OMG, what a great score! You have a way with picking up great looking cigars. Enjoy!


----------



## fiddlegrin (Feb 8, 2009)

*Nice work Jeff!! :thumb:*

.


----------



## GJProductions (Aug 2, 2009)

jeez got enough cigars yet? haha
nice haul!


----------



## karmaz00 (Dec 5, 2007)

nice you finally got them all....now what should we smoke first


----------



## andrew s (Mar 13, 2009)

Some good looking sticks there. I'd start out with the Brazillia.


----------



## commonsenseman (Apr 18, 2008)

Mmmmmmm.......Brazilia.

Those Nub Habanos are awesome too, enjoy Jeff!


----------



## SmoknTaz (Jun 18, 2008)

Nice pics Big Boiiiiiiiiiii!



karmaz00 said:


> nice you finally got them all....now what should we smoke first


That is the dilemma, time is of the essence too since Tarks is heading towards winter wonderland fast!


----------



## InvokeMe (Aug 21, 2009)

Nice haul. What site did you get them from? I currently use Atlantic (good service).


----------



## tru_rocknrolla (Jun 26, 2009)

Those look great!! I've never tried those 5 Vegas before!!!


----------



## Tarks (Mar 3, 2009)

InvokeMe said:


> Nice haul. What site did you get them from? I currently use Atlantic (good service).


Most of my stuff comes from Atlantic, Famous, Holts and CI.


----------



## Tarks (Mar 3, 2009)

SmoknTaz said:


> Nice pics Big Boiiiiiiiiiii!
> 
> That is the dilemma, time is of the essence too since Tarks is heading towards winter wonderland fast!


Fack off bastard!!! :frusty:


----------



## InvokeMe (Aug 21, 2009)

Thanks for the info. I will have to look into those.


----------



## kutzy33 (Apr 25, 2010)

Tarks said:


> Most of my stuff comes from Atlantic, Famous, Holts and CI.
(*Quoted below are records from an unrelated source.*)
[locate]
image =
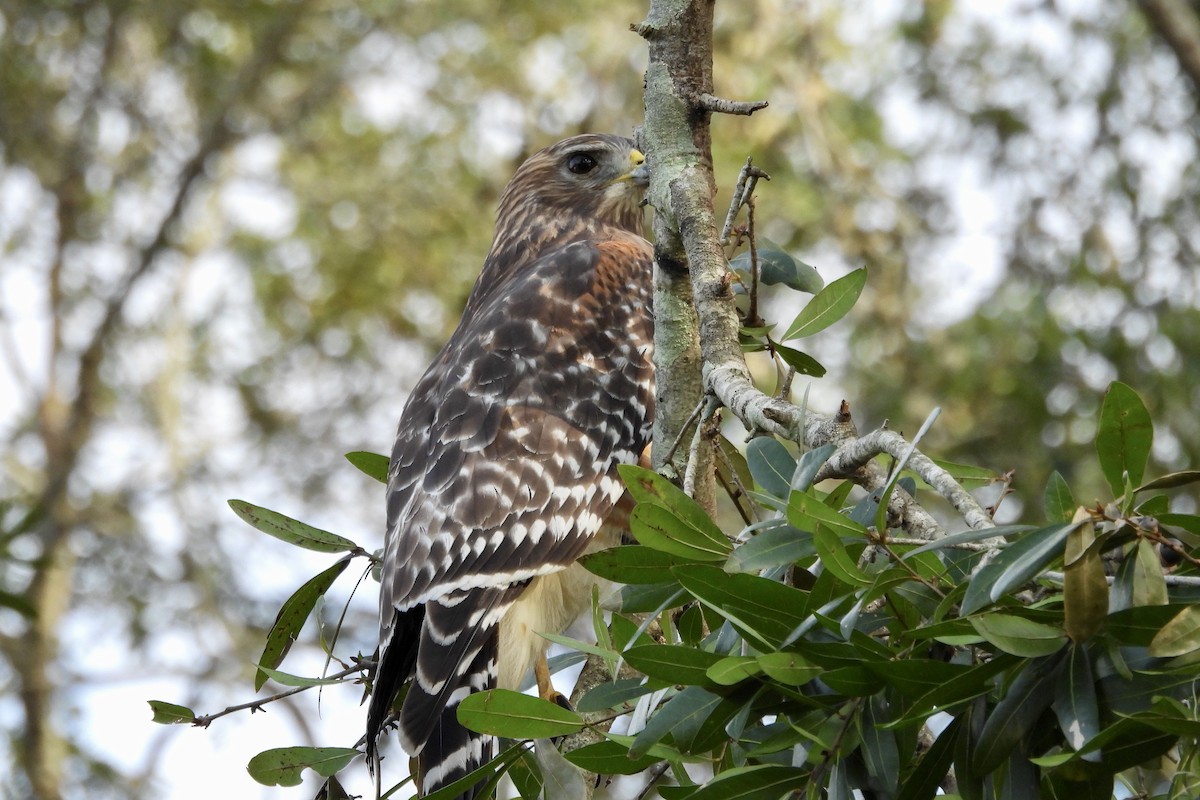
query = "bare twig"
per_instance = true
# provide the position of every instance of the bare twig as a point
(721, 106)
(205, 720)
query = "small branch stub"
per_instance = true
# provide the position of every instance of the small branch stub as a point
(721, 106)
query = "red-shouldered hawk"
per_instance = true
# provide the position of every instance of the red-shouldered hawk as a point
(505, 462)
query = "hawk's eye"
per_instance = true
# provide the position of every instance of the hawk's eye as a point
(581, 163)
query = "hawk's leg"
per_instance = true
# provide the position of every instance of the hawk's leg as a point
(546, 690)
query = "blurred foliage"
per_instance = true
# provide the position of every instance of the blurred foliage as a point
(281, 208)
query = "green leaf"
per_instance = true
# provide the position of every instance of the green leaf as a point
(1056, 500)
(807, 511)
(1018, 710)
(287, 679)
(289, 530)
(757, 782)
(1019, 636)
(1139, 625)
(609, 757)
(879, 746)
(771, 465)
(1180, 636)
(1015, 565)
(969, 476)
(763, 609)
(681, 716)
(1123, 438)
(664, 529)
(171, 714)
(733, 669)
(283, 765)
(631, 564)
(789, 668)
(828, 306)
(1075, 705)
(292, 617)
(611, 695)
(371, 464)
(1171, 481)
(778, 266)
(927, 779)
(801, 361)
(1149, 582)
(1085, 590)
(916, 677)
(673, 663)
(489, 774)
(837, 559)
(504, 713)
(772, 547)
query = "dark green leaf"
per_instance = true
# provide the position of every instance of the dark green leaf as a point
(292, 618)
(927, 779)
(610, 758)
(771, 465)
(561, 779)
(371, 464)
(672, 663)
(801, 361)
(171, 714)
(772, 547)
(805, 511)
(504, 713)
(757, 782)
(789, 668)
(1019, 636)
(916, 677)
(283, 765)
(766, 611)
(1056, 501)
(1018, 710)
(809, 464)
(837, 559)
(611, 695)
(879, 746)
(681, 716)
(1123, 438)
(778, 266)
(733, 669)
(828, 306)
(1017, 564)
(852, 681)
(1075, 705)
(664, 529)
(291, 530)
(631, 564)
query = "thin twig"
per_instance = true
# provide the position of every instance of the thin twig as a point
(721, 106)
(683, 431)
(204, 721)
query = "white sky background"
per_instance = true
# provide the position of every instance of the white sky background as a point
(201, 764)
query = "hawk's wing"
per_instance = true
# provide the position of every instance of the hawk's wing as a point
(504, 465)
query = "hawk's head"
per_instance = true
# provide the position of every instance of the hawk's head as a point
(571, 188)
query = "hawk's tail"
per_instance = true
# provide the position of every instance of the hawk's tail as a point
(457, 656)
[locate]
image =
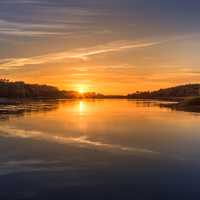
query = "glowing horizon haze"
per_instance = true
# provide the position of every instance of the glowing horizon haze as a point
(107, 46)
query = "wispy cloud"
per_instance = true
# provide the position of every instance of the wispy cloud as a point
(83, 53)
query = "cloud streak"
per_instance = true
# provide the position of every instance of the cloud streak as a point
(82, 54)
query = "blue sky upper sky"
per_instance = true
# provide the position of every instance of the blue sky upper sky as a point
(110, 46)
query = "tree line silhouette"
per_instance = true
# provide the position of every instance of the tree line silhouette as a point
(178, 91)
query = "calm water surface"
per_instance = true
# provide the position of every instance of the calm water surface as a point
(102, 149)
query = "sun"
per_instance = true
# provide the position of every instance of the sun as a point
(81, 90)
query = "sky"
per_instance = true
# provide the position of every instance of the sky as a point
(106, 46)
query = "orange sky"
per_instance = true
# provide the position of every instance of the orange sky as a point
(108, 48)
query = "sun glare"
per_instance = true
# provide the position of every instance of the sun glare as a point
(81, 90)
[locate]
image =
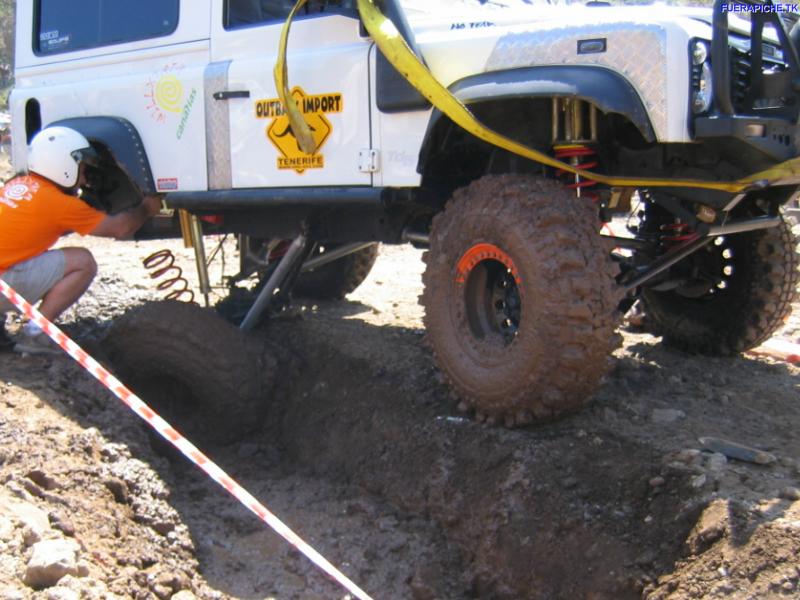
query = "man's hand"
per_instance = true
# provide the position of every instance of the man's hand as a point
(123, 225)
(152, 205)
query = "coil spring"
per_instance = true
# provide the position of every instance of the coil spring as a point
(581, 157)
(162, 264)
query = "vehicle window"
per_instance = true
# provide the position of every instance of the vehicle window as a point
(244, 13)
(68, 25)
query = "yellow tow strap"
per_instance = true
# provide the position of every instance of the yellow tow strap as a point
(300, 129)
(397, 52)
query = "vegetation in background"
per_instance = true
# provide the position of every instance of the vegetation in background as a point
(6, 50)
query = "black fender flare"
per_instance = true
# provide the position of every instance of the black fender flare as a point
(133, 178)
(606, 89)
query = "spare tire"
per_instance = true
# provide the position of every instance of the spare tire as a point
(195, 369)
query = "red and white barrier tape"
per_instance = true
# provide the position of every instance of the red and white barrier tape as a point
(188, 449)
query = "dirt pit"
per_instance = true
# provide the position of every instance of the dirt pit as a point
(363, 453)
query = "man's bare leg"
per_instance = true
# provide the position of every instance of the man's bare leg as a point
(79, 271)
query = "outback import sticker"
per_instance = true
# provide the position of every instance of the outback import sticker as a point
(279, 131)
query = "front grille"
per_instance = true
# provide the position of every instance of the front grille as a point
(740, 78)
(745, 98)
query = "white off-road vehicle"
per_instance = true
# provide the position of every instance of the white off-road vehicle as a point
(523, 288)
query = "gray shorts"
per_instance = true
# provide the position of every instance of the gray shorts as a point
(33, 278)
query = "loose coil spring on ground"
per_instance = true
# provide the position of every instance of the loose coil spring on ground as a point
(162, 264)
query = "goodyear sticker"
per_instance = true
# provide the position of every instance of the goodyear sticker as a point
(279, 131)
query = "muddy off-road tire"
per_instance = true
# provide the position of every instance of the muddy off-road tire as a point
(520, 299)
(759, 289)
(197, 370)
(337, 279)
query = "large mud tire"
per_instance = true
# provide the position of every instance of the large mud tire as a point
(548, 242)
(337, 279)
(194, 367)
(754, 304)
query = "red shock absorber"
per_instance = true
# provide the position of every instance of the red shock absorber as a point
(581, 157)
(677, 233)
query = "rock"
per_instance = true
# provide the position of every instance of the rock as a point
(6, 529)
(51, 560)
(25, 513)
(790, 493)
(699, 481)
(31, 536)
(11, 594)
(666, 416)
(42, 479)
(710, 527)
(62, 593)
(62, 523)
(168, 583)
(118, 488)
(716, 462)
(737, 451)
(570, 483)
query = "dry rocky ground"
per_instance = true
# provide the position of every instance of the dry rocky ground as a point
(365, 455)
Those guys ship to Canada? What about Famous Smoke Shop, It doesn't say anything about shipping to Canada on their site.

Jeff did you have to pay duty on all your orders?

I just got my first order from top-cubans.com and I got dinged with the taxes.


----------



## SmoknTaz (Jun 18, 2008)

kutzy33 said:


> Those guys ship to Canada? What about Famous Smoke Shop, It doesn't say anything about shipping to Canada on their site.
> 
> Jeff did you have to pay duty on all your orders?
> 
> I just got my first order from *********** and I got dinged with the taxes.


Famous will ship to Canada via UPS. The taxes and duties are calculated when you confirm your order!

Companies that deliver to Canada


----------



## kutzy33 (Apr 25, 2010)

Thanks Ken...Now I want to order these exact samplers.


----------



## SmoknTaz (Jun 18, 2008)

kutzy33 said:


> Thanks Ken...Now I want to order these exact samplers.


Good luck, the samples are never ending so don't fall too hard down the slope!


----------